Happy Halloween, everyone!

Guess what spooooky project I’ve been keeping under my hat?

Well okay, not under my hat. It is my hat! And surely a spooky bit of knitting will help strike the fear of Halloween into you!

There are creepy black bats, flying across an orange background…

Skeletons with ghoulish red eyeballs…

Gross green worms inching along on a purple background…

And, well, I think those are supposed to be spiders down towards the bottom.

What a fun knit this was! I actually finished up this beret back in early September and have been waiting until Halloween to share it.

I bought all the yarn to knit this last Halloween (KnitPicks Palette, a nice and inexpensive yarn for colorwork), then suddenly it was past October 31st and I didn’t feel like it any longer. Fast forward to this September. I was going to take it as my knitting project for our trip to New Mexico, except I started on the ribbing and accidentally had 3/4 of it finished before the trip. It was just too fun to put down!

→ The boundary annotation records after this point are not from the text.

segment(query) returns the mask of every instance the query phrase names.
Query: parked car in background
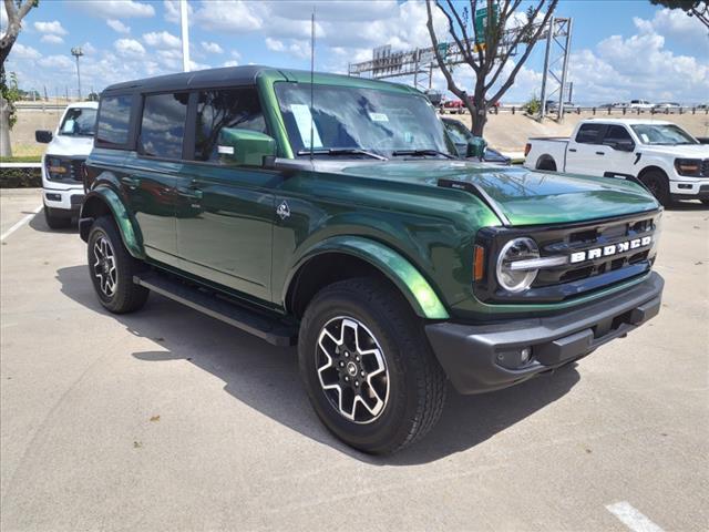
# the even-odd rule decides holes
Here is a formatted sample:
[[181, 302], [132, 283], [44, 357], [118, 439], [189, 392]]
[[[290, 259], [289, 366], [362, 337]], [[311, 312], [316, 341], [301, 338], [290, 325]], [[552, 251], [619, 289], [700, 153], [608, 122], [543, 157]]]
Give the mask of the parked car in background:
[[660, 102], [660, 103], [656, 103], [655, 105], [653, 105], [654, 110], [669, 110], [669, 109], [679, 109], [681, 108], [681, 105], [677, 102]]
[[[487, 143], [473, 135], [473, 133], [463, 124], [462, 122], [455, 119], [441, 119], [443, 124], [445, 125], [445, 132], [449, 134], [453, 144], [455, 144], [455, 150], [458, 151], [458, 155], [461, 158], [469, 158], [473, 161], [482, 161], [484, 163], [491, 164], [501, 164], [504, 166], [508, 166], [512, 164], [512, 160], [497, 150], [493, 150], [487, 146]], [[476, 145], [476, 143], [481, 142], [481, 151], [483, 152], [482, 157], [480, 154], [470, 153], [471, 147]]]
[[[576, 104], [574, 102], [564, 102], [564, 109], [575, 108]], [[547, 111], [556, 111], [558, 109], [558, 100], [547, 100], [546, 101], [546, 110]]]
[[97, 102], [69, 105], [54, 132], [38, 130], [37, 142], [48, 144], [42, 155], [44, 219], [52, 229], [68, 227], [84, 197], [83, 164], [93, 147]]
[[630, 100], [627, 106], [630, 109], [653, 109], [653, 104], [647, 100]]
[[528, 168], [638, 180], [662, 205], [709, 205], [709, 146], [671, 122], [588, 119], [571, 137], [530, 139], [525, 155]]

It’s a free pattern from Knitty called Scare Isle, on Ravelry here. I admit, I’m a sucker for seasonal knits in fall and winter, so how could I resist a Halloween beret?

(By the way, I was considering doing a tutorial for this hairstyle… it’s a great way to fake a good hair day when you’re having a crappy hair day. And all you need is a hairpins, hairspray, a hat and a sock. Hee!)

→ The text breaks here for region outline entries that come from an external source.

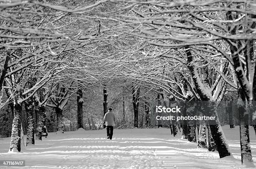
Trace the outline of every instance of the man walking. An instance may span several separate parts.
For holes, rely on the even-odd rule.
[[[108,139],[112,139],[114,124],[115,121],[115,117],[112,112],[112,109],[108,109],[108,112],[104,116],[104,121],[107,126],[107,136]]]

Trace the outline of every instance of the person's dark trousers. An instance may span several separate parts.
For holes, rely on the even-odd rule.
[[[114,129],[114,127],[111,126],[107,126],[107,136],[109,137],[109,139],[112,139],[112,136],[113,136],[113,130]]]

Hats are a great place to start if you’re new to colorwork. You work them in the round so there’s no purling with the back of the pattern facing you, and they go pretty quickly. Soon you’ll have an awesome hat to be proud of! I like to work hats on two circular needles, so that I can keep the work relatively flat as I knit instead of it being all bunched up on DPNs or a 16″ circular needle. I find it more tedious to manipulate the knitting using either of those methods. If you’re new to colorwork, you may find it more difficult to keep your gauge loose enough when the work is all scrunched up, as it’s hard to spread out your stitches so your floats aren’t too tight. That’s much easier to do when working on two circular needles. (Cat Bordhi has a good video on how to work on two circulars here.)

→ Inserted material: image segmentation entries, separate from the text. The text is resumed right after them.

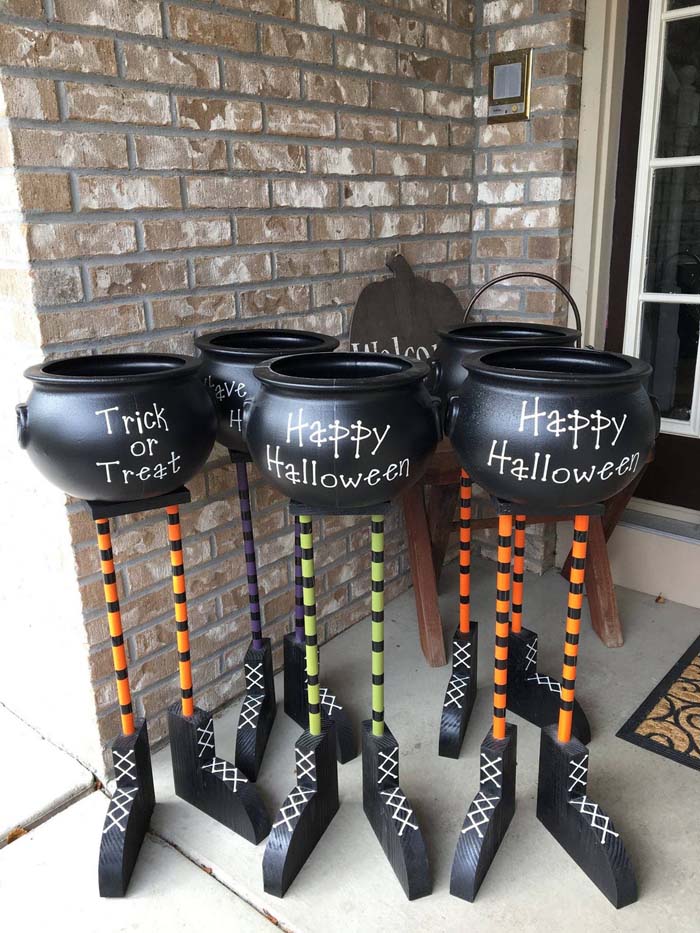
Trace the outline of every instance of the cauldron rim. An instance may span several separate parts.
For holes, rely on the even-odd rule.
[[[518,365],[519,360],[527,361],[531,365],[527,368],[522,362]],[[537,363],[541,366],[549,363],[550,366],[556,368],[537,368]],[[587,367],[586,364],[592,365]],[[652,371],[649,363],[622,353],[549,346],[477,350],[463,360],[461,365],[469,375],[497,377],[509,382],[536,383],[543,387],[638,383],[649,376]],[[607,371],[604,368],[606,365]]]
[[[557,336],[561,342],[566,343],[578,340],[581,332],[572,327],[558,324],[539,324],[533,321],[474,321],[469,324],[459,324],[449,330],[438,330],[439,336],[448,343],[461,344],[463,341],[480,343],[484,349],[491,345],[502,346],[508,343],[512,346],[535,346],[541,337],[546,336],[553,341]],[[510,336],[512,334],[513,336]]]
[[[269,338],[267,347],[255,346],[227,346],[225,340],[246,340],[254,338]],[[277,341],[275,345],[275,341]],[[294,346],[294,341],[306,341],[305,346]],[[285,327],[229,327],[218,330],[212,334],[202,334],[195,338],[195,346],[210,356],[218,356],[224,360],[269,360],[280,356],[298,355],[300,353],[321,353],[335,350],[339,341],[336,337],[321,334],[313,330],[298,330]],[[291,346],[290,346],[291,344]]]
[[[350,370],[357,369],[363,363],[371,363],[375,368],[386,367],[380,375],[370,376],[366,372],[356,376],[311,376],[295,375],[285,372],[300,365],[318,366],[319,369]],[[422,360],[393,353],[298,353],[294,356],[280,356],[261,363],[253,370],[255,378],[265,386],[276,389],[325,394],[328,392],[372,392],[376,389],[396,388],[422,382],[430,374],[430,367]]]
[[[100,388],[179,380],[194,375],[201,365],[200,359],[184,353],[96,353],[37,363],[24,375],[47,387]]]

It’s not a vintage pattern obviously, but you know how obsessed they were with novelty knits, so I think this would have been right at home in the 40s!

Have any fun Halloween plans today? We’ll be staying in tonight, eating homemade chicken noodle soup and pie, and watching scary movies. No costumes for us this year, although I’m wearing an orange cardigan and my beret at work. But Pia got dressed up! I’m sure you can guess her wearing the hat lasted about as long as it took to take the photo. 😉

Hope you’re having a spooktacular Halloween!